First let me go ahead and admit that I am not as talented as a lot of the posters here, but I have played in a few bands mostly as a drummer.  I have a very basic grasp of the guitar, dulcimer and violin.  Now, I find that in the waning years of my life, I am consumed with the mandolin and this instrument has brought me much closer to understanding music and theory, which I previously avoided like the plague.  With the guitar or dulcimer, I can find books/CDs galore covering a wide range of old rock classics that have the song chords and detail transcriptions of original solos.  The same goes for the dulcimer.  I have several books that have most of the popular Beetles tunes transcribed for the dulcimer.  These learning aids have been a great help to me over the years.  However, there does not seem to be any source for such materials available for the Mandolin.  If there is, I sure have not found it.  Even though utube is replete with such tunes.  Can anyone direct me to a source until I reach a level of talent that will allow me pick tunes out by ear?

----------


## JimRichter

if you go to my website, I have several tunes arranged for mandolin from Hendrix, Zeppelin and others;

http://www.jimrichter.com

----------


## Ronny Stecher

Here's some cool Rock tab from here and traditional others, The 2nd link has some cool folks like Jim who tab'd some stuff out, Check out Jay Buckey's tab site from in there.

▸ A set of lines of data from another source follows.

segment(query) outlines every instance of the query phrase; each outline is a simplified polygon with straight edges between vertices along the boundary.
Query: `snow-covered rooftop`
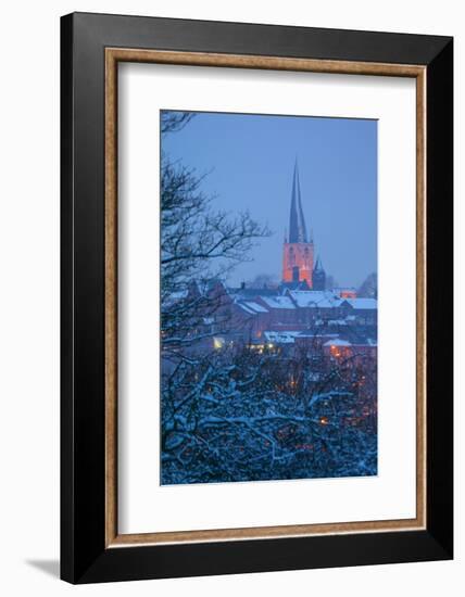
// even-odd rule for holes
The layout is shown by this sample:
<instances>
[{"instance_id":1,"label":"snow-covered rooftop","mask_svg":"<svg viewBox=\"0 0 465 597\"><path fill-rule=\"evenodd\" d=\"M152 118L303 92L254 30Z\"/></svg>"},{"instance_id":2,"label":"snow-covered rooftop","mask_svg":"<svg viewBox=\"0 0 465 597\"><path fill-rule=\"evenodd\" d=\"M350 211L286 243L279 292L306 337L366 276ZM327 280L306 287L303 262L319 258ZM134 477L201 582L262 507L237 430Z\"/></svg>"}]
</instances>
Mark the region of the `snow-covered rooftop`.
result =
<instances>
[{"instance_id":1,"label":"snow-covered rooftop","mask_svg":"<svg viewBox=\"0 0 465 597\"><path fill-rule=\"evenodd\" d=\"M345 298L354 309L377 309L378 301L376 298Z\"/></svg>"},{"instance_id":2,"label":"snow-covered rooftop","mask_svg":"<svg viewBox=\"0 0 465 597\"><path fill-rule=\"evenodd\" d=\"M255 313L268 313L267 308L265 308L263 305L260 305L259 303L254 303L253 301L247 301L244 302L244 305Z\"/></svg>"},{"instance_id":3,"label":"snow-covered rooftop","mask_svg":"<svg viewBox=\"0 0 465 597\"><path fill-rule=\"evenodd\" d=\"M352 344L348 340L335 338L334 340L328 340L328 342L325 342L324 346L352 346Z\"/></svg>"},{"instance_id":4,"label":"snow-covered rooftop","mask_svg":"<svg viewBox=\"0 0 465 597\"><path fill-rule=\"evenodd\" d=\"M267 342L274 342L276 344L293 344L296 336L299 335L299 332L263 332Z\"/></svg>"},{"instance_id":5,"label":"snow-covered rooftop","mask_svg":"<svg viewBox=\"0 0 465 597\"><path fill-rule=\"evenodd\" d=\"M263 296L260 298L273 309L294 309L296 305L289 298L289 296Z\"/></svg>"}]
</instances>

Chase down the scales from the sites too and do some spider exercises from inside them to get a nice little groove going of your own, Be your tab.

http://www.mandolincafe.com/cgi-bin/...earchterm=rrck

http://mandolinformation.blogspot.co...ret-board.html

http://www.traditionalmusic.co.uk/ma..._To_Dublin.htm

----------


## Ronny Stecher

Non rock but some good riffs to experiment with can be found here....

http://www.mountainsentinel.com/mandolin.php

----------


## Jason Nagati

www.led-zeppelin.org has mandolin tabs for the mandolin parts of their songs, as well as the guitar, bass, and drum tabs.

----------

PaulBills

----------


## PaulBills

How cool is that link!

----------


## Ben Cooper

:Cool:

----------


## roscoepwavetrain

i think the issue is that tab is so dominant with guitar as most players (myself included) can't read music. i think you have a lot of mando players that can read music (having learned it while studying another instrument), so most of what's out there in form of sheet music isn't tab but traditional tablature. i agree with you on how playing the mando has upped my theory knowledge (previously i had little to none) as it has with me.

thankfully we have youtube and the internet in general so what tab is out there can be found. what i've found is that if i find songs i want to play, then if i poke around i'll find some sort of source for playing it. most rock songs can be played along with by just shadowing the major chords and i use my old guitar tab sources for that.

----------